There are two factors to consider. First is the productivity cost of downtime. This increases, linearly, from zero, as downtime increases. The longer your systems are down, the less productive your employees can be. Some company’s employees can do nothing without their computers; others hardly rely on them at all. A brokerage firm, for instance, loses a lot more money per minute of downtime than a light manufacturing company. Most everyone else is somewhere in the middle of the two.
The second factor is the infrastructure cost of eliminating downtime. By “infrastructure” I mean the cost of systems, backups, failover systems, management, monitoring, and all the things that go into mitigating downtime risk. (Notice I didn’t say, “eliminating downtime risk.” If anyone offers 100% uptime, read the fine print.) Infrastructure cost is very low if you’re willing to put up with a lot of downtime. As you approach 100% uptime, the cost to maintain that uptime increases exponentially.
The goal is to find that “sweet spot” where the two lines cross. This is where the infrastructure cost is justified by the productivity cost savings. As you can see, this is becoming less about “uptime” as a number of hours and more about achieving maximum reliability within certain cost boundaries.
Reliability is an Investment
Achieving maximum reliability, how is that accomplished? To illustrate, I’ll use a simple analogy—an automobile. Maximum reliability with the family car means it is drivable as often as possible. If it’s on the side of the road with a flat tire, or unable to start, or in the shop, it’s not drivable. Maintaining a reliable car starts with choosing the right vehicle. (A 1985 Yugo is not the place to start.) If you begin with something reliable it’s going to cost a lot less to keep it up. Next, you have regular monitoring and maintenance: Keep gas in the tank, change the oil, check the tire pressure and wear, don’t just cover over the “Check Engine” light with a piece of duct tape, and so on.

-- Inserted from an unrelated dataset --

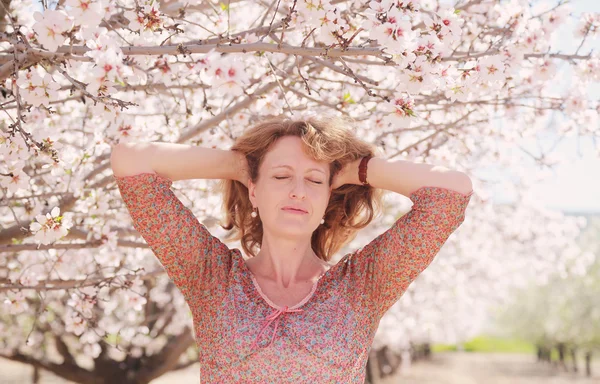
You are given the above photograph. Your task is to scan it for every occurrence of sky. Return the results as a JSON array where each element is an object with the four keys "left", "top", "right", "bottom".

Notice that nowhere in that list did I mention a really fast mechanic. Of course you need a competent mechanic to fix problems that will arise, but, assuming he knows what he’s doing it doesn’t matter if he can do it an hour faster than the next guy. The way to ensure your car is drivable as much as possible is to keep it out of the shop in the first place.
It’s the same with a computer network. You don’t achieve uptime with response time. You achieve uptime by putting in place the infrastructure necessary to avoid the problem in the first place. Even if your support company was next door, and they could start working on every problem within minutes, that response time would be useless if you continued to have major problems every day.
You can avoid most problems with monitoring, maintenance, and management of your systems. Obviously, not every problem is avoidable, and you still need a competent support team, but, if you chose the right company, the number and frequency of problems should be few and far-between.